The Holly and the Ivy or The Pony and the Elephant

The Holly and the Ivy or The Pony and the Elephant December 16, 2016

Holly_and_Ivy_Wadsworth_opt

Christmas has traditions that you should change and make your own, but some things get worse with tinkering. I should know.

My children had two bath toys, a pony and an elephant, that endured through many adventures in cleanliness. They lasted long enough to need their own song and I “wrote” one called The Pony and the Elephant. This literary wonder was set to the tune of The Holly and the Ivy. By great good luck, this Christmas song is almost never sung, but merely played.
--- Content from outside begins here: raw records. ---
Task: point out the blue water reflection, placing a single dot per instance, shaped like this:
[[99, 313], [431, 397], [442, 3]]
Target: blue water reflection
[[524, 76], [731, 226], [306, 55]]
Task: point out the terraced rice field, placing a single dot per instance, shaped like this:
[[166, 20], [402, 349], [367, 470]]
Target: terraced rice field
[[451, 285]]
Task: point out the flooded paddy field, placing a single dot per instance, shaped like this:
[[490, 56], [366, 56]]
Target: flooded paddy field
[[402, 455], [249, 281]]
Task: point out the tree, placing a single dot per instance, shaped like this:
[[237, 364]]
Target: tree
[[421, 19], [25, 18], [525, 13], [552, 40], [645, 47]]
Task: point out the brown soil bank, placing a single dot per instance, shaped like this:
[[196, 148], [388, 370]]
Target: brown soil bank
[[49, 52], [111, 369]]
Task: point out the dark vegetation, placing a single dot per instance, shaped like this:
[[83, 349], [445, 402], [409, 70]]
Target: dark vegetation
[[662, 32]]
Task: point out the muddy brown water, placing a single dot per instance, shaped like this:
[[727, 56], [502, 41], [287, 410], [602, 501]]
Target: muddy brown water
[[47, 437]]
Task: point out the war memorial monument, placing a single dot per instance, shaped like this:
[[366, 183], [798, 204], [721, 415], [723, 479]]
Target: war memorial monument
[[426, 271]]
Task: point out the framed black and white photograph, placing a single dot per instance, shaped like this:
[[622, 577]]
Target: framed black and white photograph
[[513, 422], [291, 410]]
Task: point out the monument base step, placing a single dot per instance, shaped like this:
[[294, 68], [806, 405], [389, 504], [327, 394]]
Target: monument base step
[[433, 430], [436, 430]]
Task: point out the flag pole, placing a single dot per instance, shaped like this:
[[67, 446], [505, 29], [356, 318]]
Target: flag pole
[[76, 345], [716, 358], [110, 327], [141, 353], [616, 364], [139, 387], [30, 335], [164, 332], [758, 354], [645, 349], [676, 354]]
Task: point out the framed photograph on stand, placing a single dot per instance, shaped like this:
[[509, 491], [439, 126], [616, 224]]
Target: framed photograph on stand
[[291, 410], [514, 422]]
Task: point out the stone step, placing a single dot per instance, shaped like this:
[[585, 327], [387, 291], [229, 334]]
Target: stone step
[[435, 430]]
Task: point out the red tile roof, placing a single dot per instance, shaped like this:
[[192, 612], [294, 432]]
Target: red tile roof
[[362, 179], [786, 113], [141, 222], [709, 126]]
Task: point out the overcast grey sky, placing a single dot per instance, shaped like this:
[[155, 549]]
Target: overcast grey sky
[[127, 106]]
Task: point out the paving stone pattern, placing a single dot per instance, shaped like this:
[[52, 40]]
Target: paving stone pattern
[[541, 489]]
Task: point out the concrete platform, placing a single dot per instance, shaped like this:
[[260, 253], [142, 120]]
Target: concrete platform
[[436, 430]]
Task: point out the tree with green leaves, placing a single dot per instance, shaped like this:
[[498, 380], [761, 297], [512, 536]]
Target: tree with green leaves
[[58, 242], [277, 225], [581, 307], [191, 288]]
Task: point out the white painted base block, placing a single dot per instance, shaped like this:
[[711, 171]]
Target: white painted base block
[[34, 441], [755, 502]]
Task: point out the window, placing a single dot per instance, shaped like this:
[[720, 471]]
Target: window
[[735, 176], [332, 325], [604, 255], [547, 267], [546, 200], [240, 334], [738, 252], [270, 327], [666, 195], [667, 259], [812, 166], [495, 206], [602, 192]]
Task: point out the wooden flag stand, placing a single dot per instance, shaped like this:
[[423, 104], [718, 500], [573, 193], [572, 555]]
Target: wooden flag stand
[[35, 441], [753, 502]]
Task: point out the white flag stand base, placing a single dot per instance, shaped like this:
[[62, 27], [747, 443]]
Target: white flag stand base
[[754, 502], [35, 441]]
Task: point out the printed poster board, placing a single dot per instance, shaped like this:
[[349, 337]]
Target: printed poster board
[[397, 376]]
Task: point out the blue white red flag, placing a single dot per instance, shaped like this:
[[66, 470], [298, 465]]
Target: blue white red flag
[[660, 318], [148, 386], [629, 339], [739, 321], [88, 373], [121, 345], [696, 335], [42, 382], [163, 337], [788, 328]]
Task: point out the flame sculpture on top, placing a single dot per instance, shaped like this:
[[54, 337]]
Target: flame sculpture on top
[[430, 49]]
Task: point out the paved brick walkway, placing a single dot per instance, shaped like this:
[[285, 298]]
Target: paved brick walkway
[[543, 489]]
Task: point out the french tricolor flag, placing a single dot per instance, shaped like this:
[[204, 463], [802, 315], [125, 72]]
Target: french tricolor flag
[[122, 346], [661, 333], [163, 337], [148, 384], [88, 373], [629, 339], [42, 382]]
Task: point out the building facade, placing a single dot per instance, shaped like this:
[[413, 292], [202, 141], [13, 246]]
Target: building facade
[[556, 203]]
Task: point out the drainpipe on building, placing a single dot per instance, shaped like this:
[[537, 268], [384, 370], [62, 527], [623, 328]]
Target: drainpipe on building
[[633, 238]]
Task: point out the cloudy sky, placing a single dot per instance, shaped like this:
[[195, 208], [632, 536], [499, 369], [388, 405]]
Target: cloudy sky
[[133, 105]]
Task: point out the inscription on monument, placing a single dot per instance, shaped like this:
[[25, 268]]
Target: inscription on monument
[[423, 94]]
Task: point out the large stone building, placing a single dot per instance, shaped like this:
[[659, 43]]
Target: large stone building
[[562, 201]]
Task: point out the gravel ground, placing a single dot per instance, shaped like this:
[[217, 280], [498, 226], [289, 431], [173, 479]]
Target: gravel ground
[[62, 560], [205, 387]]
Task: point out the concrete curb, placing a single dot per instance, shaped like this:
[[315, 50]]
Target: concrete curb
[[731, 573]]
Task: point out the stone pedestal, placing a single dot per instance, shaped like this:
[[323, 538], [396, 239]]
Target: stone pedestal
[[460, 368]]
My children thought The Pony and the Elephant was everywhere come Christmas time. They could even sing along in the store:

The Pony and the Elephant

They play with all the children.

I love the Pony and the Elephant.

They are my best friends. 

Shakespeare? This is not even Michael Bay, though it is singable. The last line does not, quite work, but if one lingers fondly on “are” the words can be made to fit. This adaptation was fun for the kids, but did cheat them out of a much more interesting poem.

I can live with that . . . it is not quite the train wreck of those who decide to improve on Cranmer and company and create their own weddings. Of all prose, liturgical prose is the hardest to get right: theology, clarity, God centered. Nobody goes wrong with “Dearly beloved . . . ” but quite a few people went very wrong when they created vows nobody should keep (“I will stay with you as long as our love lasts. . . .”) or could keep (“I will love you while stars flame out and sand is fused to glass . . . “).

Making a Pony and an Elephant out of a wedding or a funeral is pretty serious. The same thing is true of the heart of Christmas. Fun stories like Santa exist so we can mess with them. Fictional characters have a kind of reality, but a kind that can receive our little changes without harm. They do not do great cosmic work like other vows, stories, or hard realities.

The story of Jesus is the hard reality of Christmas. You cannot adapt the truth of it by putting Santa at the manger without spoiling something that should not be spoiled. Moses was told to speak to the rock the second time, but decided to strike the rock again. God was not amused, because this was a deep image. God became man so that humans could become like God. We’d better leave His symbols of nativity alone.

The story does too much work to mix it with our “little” additions.

Personalize a shirt, a theme park experience, you can even personalize your cable package. Holidays, being holy days, and all, are a bit trickier. Every family should have eccentric traditions, like the ornaments we have collected over the years. We may be the only Christmas tree with Star Trek, Disney, Titanic, President Garfield, and Mickey Mouse. If not, we need to meet that other family! Our tree is personalized, because that is what trees can do.

Our creche is not different: Mary, Joseph, shepherds, the baby, and some animals. We can make our little stories, but the Big Story is unchanging and we allow that story to change us. We are personalized by God in the story of Christmas. One bit of good news is that same story impacts the clay of our souls, each unique, differently. We are shaped by Bethlehem in our own ways, but the creche shape is still recognizable.

Find something in your house you can Pony and Elephant, but for the sake of the children, tell the truth about the Truth.